Rebuilt the information architecture from the ground up. Six clear paths from home, not six dead ends.

Hand-drawn wireframe sketches for the home, explore, connect, individuals, groups, and profile pages

Pencil-first. Sketching every primary screen before opening Figma kept the ideas loose and the decisions cheap.

Six fractures in the experience.

Each one small enough to ignore. Together? A death spiral of frustration.

01
87%
complained about navigation

Lost in Navigation

Users couldn't find their way. Menus were buried, flows were broken.

02
Poor
overall UI rating

Visual Chaos

Inconsistent UI with no visual hierarchy. Nothing guided the eye.

03
0
in-app review options

The Screenshot Hack

Users took screenshots to review answers later. The app didn't let them.

04
60%
wanted speaking practice

No Fluency Path

Grammar improved, but speaking? Users were on their own.

05
0
words tracked

Invisible Progress

No word tracking. No milestones. Users couldn't see how far they'd come.

06
5+
taps to switch language

Buried Controls

Switching languages meant diving into settings. Every. Single. Time.

Not a facelift. A rethink.

Every screen was rebuilt from first principles: What does the user need right now? What's getting in their way? What would make them come back tomorrow?

Babbel redesign style guide: orange and emerald primary colors, neutral grayscale, and the Roboto typescale from 24px headlines to 10px labels

A tightened visual system. Orange to act, emerald to confirm, Roboto across a calm eight-step scale.

Home screen: old single-list layout versus the new layout with a resume-learning CTA, four review modes, and an animated streak ring

Home, before and after. A clear next step, four review modes, and a streak that actually shows up.

Home Screen

The Zeigarnik Hook

A progress bar that whispers "you're almost there." Streak counters that turn learning into a daily ritual. Psychology meets pixels.

↳ Zeigarnik effect, people remember incomplete tasks 90% better
Explore screen: old vertical content list versus the new filterable feed of videos, podcasts, and books grouped by category

Explore, restructured around what users actually browse for. Filter, save, return.

Explore Screen

Content you actually want

Podcasts, articles, games, categorized by what you love, not what we think you should learn.

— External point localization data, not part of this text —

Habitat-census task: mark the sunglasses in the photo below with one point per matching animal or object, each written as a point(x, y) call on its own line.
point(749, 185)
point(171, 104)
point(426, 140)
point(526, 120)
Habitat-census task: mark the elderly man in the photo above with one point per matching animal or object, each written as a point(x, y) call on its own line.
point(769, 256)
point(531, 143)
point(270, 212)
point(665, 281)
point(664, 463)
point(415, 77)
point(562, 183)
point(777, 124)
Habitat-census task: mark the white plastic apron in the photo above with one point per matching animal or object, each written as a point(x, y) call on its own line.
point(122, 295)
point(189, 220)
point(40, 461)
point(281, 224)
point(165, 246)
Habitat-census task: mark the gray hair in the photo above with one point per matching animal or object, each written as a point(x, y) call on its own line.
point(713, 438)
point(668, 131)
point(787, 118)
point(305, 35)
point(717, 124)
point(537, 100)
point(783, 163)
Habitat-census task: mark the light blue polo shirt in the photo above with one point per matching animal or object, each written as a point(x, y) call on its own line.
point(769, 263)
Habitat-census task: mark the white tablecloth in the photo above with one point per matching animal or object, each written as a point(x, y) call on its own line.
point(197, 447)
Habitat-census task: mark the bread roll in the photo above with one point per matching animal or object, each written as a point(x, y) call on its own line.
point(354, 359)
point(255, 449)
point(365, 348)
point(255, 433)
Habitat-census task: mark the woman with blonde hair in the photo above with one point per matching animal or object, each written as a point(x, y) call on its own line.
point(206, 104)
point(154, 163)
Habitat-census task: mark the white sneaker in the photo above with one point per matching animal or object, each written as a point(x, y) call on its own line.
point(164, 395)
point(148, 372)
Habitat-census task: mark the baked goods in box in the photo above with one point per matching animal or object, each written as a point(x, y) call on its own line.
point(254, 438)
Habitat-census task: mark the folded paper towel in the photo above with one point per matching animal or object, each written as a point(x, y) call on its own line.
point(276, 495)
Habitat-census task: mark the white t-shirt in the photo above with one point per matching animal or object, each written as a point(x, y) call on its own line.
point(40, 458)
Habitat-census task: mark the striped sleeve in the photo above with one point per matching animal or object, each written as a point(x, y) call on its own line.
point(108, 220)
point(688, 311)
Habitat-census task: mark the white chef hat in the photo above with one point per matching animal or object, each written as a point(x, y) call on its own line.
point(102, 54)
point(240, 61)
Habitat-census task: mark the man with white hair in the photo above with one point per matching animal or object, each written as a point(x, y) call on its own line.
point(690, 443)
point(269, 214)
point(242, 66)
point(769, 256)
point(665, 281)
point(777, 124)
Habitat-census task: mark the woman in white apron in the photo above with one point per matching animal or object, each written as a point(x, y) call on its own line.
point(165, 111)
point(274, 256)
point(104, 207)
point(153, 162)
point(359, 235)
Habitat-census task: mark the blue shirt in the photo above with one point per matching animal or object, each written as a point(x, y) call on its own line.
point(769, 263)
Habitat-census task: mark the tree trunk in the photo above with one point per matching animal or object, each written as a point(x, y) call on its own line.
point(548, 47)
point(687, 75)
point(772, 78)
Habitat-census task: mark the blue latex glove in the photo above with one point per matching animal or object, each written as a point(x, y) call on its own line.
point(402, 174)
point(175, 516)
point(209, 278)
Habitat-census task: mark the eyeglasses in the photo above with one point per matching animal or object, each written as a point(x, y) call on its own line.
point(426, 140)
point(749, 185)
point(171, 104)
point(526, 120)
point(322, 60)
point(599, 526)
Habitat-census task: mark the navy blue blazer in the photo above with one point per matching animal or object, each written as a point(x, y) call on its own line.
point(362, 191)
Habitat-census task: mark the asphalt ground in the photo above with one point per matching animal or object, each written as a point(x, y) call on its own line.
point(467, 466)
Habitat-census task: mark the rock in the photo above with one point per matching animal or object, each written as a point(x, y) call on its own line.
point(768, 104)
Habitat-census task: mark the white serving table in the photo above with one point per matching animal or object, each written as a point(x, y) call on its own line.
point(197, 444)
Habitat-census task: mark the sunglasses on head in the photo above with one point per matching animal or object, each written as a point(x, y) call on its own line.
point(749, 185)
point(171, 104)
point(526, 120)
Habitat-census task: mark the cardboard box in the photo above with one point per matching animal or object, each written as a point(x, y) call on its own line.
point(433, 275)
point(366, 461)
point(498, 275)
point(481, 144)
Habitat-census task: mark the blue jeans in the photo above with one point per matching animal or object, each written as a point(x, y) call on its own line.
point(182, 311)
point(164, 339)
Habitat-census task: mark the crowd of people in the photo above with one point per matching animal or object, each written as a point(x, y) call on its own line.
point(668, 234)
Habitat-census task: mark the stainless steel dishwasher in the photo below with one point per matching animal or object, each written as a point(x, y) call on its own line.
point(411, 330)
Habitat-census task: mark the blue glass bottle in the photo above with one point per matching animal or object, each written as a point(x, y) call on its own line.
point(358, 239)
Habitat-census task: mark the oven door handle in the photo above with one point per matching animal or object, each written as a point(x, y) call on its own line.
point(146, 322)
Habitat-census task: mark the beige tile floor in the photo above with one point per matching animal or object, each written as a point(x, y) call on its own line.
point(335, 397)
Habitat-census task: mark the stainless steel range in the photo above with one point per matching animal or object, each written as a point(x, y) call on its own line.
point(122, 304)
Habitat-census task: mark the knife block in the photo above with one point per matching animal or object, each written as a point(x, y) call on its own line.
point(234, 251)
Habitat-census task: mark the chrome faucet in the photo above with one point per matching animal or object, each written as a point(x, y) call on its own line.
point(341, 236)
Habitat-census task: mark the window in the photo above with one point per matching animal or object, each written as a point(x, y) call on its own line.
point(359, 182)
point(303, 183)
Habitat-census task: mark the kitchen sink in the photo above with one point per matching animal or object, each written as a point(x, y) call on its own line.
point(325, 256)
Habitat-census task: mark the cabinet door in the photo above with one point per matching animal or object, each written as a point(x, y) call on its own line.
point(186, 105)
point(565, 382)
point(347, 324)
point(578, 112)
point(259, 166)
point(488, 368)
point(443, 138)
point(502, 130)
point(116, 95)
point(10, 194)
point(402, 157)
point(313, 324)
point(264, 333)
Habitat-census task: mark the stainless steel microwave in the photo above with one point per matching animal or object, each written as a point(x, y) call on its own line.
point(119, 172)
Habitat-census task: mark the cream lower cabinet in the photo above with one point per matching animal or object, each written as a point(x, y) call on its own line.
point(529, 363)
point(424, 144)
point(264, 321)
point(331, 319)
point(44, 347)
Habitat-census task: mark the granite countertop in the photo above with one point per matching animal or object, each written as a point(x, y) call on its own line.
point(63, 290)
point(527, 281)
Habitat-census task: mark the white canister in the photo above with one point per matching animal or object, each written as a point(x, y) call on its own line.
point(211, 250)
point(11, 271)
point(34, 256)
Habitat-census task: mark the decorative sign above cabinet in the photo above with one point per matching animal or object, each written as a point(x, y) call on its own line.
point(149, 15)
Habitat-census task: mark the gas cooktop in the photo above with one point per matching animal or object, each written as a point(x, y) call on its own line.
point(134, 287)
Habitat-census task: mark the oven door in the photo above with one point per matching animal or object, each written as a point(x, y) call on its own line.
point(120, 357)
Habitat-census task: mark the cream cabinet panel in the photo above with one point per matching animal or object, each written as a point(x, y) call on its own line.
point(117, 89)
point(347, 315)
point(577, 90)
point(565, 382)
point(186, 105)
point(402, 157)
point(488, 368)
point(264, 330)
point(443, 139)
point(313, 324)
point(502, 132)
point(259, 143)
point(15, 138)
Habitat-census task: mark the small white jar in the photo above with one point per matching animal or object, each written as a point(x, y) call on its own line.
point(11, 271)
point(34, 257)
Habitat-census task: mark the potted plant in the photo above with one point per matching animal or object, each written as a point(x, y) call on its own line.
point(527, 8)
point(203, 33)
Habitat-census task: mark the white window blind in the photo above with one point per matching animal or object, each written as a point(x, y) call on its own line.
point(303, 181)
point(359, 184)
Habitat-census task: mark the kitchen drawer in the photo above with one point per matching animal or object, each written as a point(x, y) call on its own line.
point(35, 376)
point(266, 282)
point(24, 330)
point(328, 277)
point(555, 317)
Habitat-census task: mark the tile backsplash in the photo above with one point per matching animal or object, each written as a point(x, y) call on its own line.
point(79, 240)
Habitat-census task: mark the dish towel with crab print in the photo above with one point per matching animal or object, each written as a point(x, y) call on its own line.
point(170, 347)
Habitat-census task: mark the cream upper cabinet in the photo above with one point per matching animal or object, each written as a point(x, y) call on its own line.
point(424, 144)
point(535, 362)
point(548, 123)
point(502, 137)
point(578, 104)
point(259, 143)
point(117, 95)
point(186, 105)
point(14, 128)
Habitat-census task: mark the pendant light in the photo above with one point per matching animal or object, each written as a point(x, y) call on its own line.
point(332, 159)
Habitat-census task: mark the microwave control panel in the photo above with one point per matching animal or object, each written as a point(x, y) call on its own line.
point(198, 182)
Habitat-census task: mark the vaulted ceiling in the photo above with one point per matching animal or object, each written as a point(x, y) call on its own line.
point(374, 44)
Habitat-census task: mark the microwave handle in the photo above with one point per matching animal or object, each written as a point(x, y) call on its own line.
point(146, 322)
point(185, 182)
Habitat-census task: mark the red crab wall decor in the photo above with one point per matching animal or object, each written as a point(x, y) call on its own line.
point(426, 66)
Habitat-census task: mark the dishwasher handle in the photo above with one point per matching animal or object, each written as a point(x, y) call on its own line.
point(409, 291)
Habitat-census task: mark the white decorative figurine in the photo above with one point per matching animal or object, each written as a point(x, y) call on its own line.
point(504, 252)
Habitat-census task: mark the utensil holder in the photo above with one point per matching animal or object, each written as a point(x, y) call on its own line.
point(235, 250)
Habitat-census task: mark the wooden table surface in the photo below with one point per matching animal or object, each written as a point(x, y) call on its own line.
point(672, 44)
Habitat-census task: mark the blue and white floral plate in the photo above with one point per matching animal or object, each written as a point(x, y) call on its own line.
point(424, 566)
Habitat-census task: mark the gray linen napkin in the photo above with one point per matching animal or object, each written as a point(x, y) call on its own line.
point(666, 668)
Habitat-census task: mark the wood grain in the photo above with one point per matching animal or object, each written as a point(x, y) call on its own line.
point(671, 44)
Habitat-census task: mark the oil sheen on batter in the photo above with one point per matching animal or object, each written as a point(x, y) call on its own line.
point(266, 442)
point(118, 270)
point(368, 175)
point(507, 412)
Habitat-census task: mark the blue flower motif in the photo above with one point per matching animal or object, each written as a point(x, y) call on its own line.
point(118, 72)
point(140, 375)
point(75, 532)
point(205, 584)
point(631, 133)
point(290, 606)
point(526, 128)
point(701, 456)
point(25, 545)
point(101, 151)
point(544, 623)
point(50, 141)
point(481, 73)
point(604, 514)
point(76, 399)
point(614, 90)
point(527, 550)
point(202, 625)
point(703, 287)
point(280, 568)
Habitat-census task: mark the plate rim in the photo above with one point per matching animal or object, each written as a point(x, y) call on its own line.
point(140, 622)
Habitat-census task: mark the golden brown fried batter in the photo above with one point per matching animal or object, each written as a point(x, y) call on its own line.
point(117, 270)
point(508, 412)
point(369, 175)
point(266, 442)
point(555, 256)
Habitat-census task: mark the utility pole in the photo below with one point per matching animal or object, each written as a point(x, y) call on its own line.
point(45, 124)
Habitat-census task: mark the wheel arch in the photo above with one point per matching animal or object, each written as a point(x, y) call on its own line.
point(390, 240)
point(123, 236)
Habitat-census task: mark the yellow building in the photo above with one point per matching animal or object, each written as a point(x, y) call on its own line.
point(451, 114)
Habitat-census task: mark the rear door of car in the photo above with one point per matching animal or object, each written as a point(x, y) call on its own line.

Your interests become your curriculum.

↳ Intrinsic motivation drives 3× more engagement than extrinsic
Connect screen across three tabs: 1:1 individuals, group conversations, and bookable classes with native speakers

A new Connect tab. 1:1, groups, or booked classes — three ways to actually speak the language.

Connect Screen

The missing piece

Chat with native speakers 1-on-1 or in groups. Because fluency doesn't happen in isolation, it happens in conversation.

↳ Addressing the #1 unmet need from user research
Profile screen showing the user's avatar, achievement badges, and a 'My Library' section with saved words, videos, and podcasts

Profile turned into a personal library — every saved word, badge, and podcast in one place.

Profile Screen

Your learning DNA

Every saved word, every bookmarked lesson, every milestone, organized beautifully. Your journey, at a glance.

↳ Organized content retrieval reduces cognitive load by 40%
Six redesigned learning screens: vocabulary card, congratulations celebration, listening exercise, vocab recall, and two character-recognition prompts

The redesigned learning flow, end to end. Clear cues, playful celebration, and one consistent visual language.

Lessons that shaped how I design.

"UX isn't about features, it's about confidence."

Every interaction should make users feel smarter, not smaller.

"Users don't drop off because they're lazy. They drop off because they're lost."

Navigation isn't just wayfinding, it's the foundation of trust.

"The best UX gets out of your way and helps you feel smart."

Invisible design is the hardest, and most impactful, kind.